If the USPS is going to get serious about reducing annual net losses—which totaled $9 billion in fiscal year (FY) 2025 and $9.5 billion in FY 2024—it needs to start by reducing labor costs. Compensation and benefits alone cost the agency more than $55 billion per year, or about 60 percent of total operating expenses. This figure is up sharply from $44 billion ten years ago, largely because the USPS added (on net) 40,000 career employees since 2015 and compensates them at higher rates.
It doesn’t have to be this way. The USPS could save significant sums of money by focusing on non-career (or what it calls “pre-career”) hires. A 2021 analysis by the Government Accountability Office estimates that the compensation gap between career and pre-career employees is around $25 per hour, though this total shrinks to $8 per hour when comparing similar types of workers with similar experience. Even after controlling for these factors, the USPS saves nearly $2 billion per year by retaining 115,000 non-career workers.
Doubling the proportion of pre-career workers would likely double these annual savings.

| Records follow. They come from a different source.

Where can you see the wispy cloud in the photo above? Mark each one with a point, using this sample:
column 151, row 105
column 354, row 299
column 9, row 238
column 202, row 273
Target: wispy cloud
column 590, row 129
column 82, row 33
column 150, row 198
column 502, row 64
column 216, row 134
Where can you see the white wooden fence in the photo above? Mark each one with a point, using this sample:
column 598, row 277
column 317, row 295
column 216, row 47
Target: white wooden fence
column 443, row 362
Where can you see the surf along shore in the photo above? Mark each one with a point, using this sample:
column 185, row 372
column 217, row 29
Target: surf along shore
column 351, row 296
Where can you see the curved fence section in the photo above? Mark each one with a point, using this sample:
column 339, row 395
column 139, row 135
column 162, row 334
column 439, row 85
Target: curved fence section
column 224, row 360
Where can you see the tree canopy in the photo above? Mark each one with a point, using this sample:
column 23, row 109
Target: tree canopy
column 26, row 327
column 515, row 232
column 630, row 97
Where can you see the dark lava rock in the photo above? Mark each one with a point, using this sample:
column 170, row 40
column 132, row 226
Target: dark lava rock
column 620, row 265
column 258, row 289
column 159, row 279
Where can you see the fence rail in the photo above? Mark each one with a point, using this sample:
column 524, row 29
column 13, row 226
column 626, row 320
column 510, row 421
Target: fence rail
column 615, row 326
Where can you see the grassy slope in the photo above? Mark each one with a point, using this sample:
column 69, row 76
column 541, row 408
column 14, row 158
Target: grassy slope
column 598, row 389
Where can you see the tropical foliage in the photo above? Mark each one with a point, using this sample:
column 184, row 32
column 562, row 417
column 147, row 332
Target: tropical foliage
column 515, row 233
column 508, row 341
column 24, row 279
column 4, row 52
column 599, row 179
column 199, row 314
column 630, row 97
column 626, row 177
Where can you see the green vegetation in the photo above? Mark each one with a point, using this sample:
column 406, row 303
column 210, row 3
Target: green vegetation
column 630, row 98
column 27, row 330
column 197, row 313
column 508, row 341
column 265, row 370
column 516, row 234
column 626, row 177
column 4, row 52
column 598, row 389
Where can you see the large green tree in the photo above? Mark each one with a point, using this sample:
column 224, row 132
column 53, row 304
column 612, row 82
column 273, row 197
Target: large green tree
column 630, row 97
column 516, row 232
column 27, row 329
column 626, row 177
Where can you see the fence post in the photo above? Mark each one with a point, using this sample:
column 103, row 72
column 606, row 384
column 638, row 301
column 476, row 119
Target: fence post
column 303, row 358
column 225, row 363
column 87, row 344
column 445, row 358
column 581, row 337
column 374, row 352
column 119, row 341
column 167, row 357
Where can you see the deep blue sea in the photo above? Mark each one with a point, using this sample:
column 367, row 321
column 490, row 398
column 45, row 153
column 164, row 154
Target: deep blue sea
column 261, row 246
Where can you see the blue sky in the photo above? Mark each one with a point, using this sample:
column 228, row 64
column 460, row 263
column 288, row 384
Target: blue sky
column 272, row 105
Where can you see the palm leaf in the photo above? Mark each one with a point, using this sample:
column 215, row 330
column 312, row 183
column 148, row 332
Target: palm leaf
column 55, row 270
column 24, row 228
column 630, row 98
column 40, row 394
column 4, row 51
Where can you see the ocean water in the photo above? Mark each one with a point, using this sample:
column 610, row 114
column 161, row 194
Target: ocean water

This formula would follow the success of private-sector delivery companies, which have a tried-and-true approach of maintaining a stable base of career employees and bringing on tens of thousands of seasonal and part-time workers to respond to sudden upticks in demand. The USPS has actually been moving away from that strategy, hiring fewer seasonal workers than it used to. Reversing this trend would yield significant savings for taxpayers and consumers.

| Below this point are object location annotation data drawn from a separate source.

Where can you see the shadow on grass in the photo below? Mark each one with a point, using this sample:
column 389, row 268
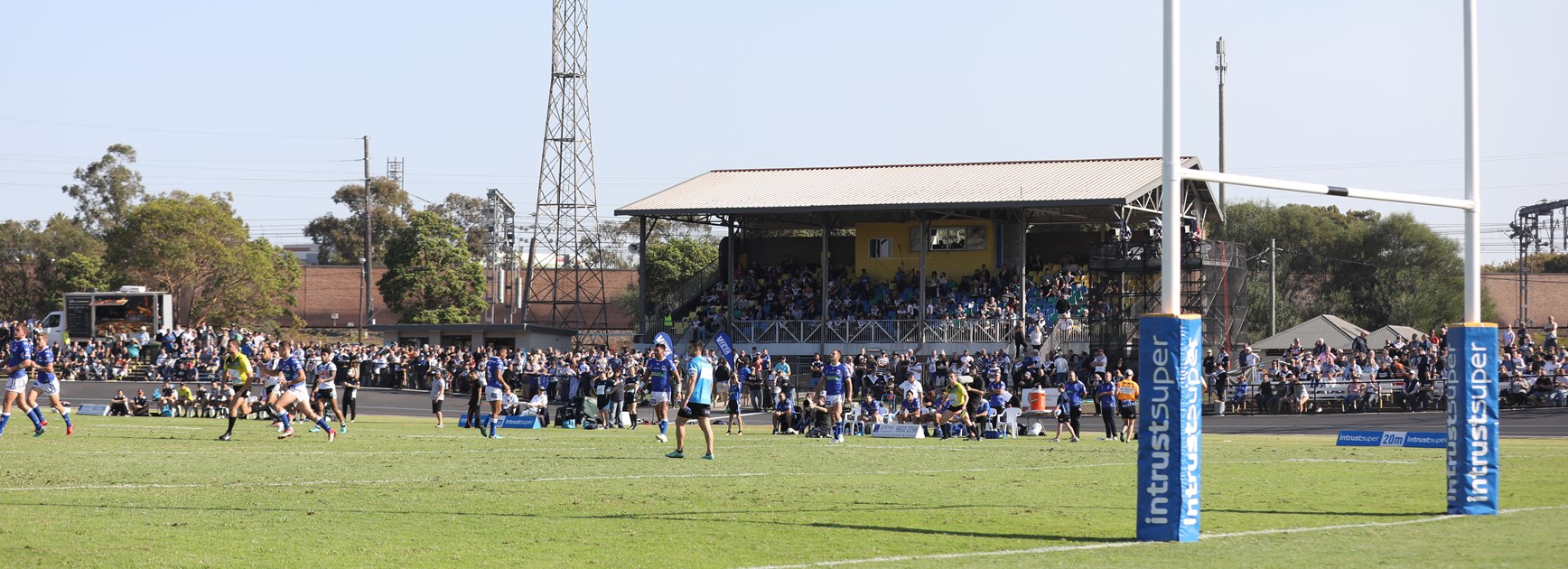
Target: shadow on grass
column 1324, row 513
column 688, row 516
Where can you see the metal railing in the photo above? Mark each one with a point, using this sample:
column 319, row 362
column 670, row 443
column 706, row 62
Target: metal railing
column 873, row 331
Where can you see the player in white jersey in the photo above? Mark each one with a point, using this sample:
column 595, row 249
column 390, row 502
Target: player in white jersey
column 325, row 373
column 438, row 392
column 46, row 383
column 295, row 394
column 238, row 373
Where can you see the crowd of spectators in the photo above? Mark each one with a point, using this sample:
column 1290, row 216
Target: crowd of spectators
column 792, row 290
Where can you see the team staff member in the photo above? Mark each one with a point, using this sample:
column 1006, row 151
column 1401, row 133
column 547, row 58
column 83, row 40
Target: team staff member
column 16, row 385
column 44, row 362
column 438, row 392
column 698, row 398
column 957, row 400
column 238, row 372
column 1128, row 405
column 496, row 387
column 350, row 403
column 1075, row 391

One thing that will not succeed in shoring up finances is repeatedly raising stamp prices. According to a 2024 analysis conducted by the economic consultancy NDP Analytics, “Under the current process, the USPS proposes new rate increases before the impact of prior increases can be fully realized. USPS demand models, which are used to justify rate increases, have never been tested in this way. USPS stands to lose considerably from miscalculating its customers’ sensitivity to price.”
They estimate that these flawed revenue projections cost the USPS $1.8 billion annually, or one-fifth of 2025 losses. The report also notes that the USPS has been making large-scale changes to its demand model — “in FY2024 there were 63 items in its change log” — without showing sensitivity analyses indicating how changes in forecast design can lead to different results.
Instead of repeatedly raising stamp prices, the USPS needs to focus on changing its hiring practices and enacting other commonsense reforms. It’s long past time for America’s mail carrier to take responsibility for its failures and turn things around.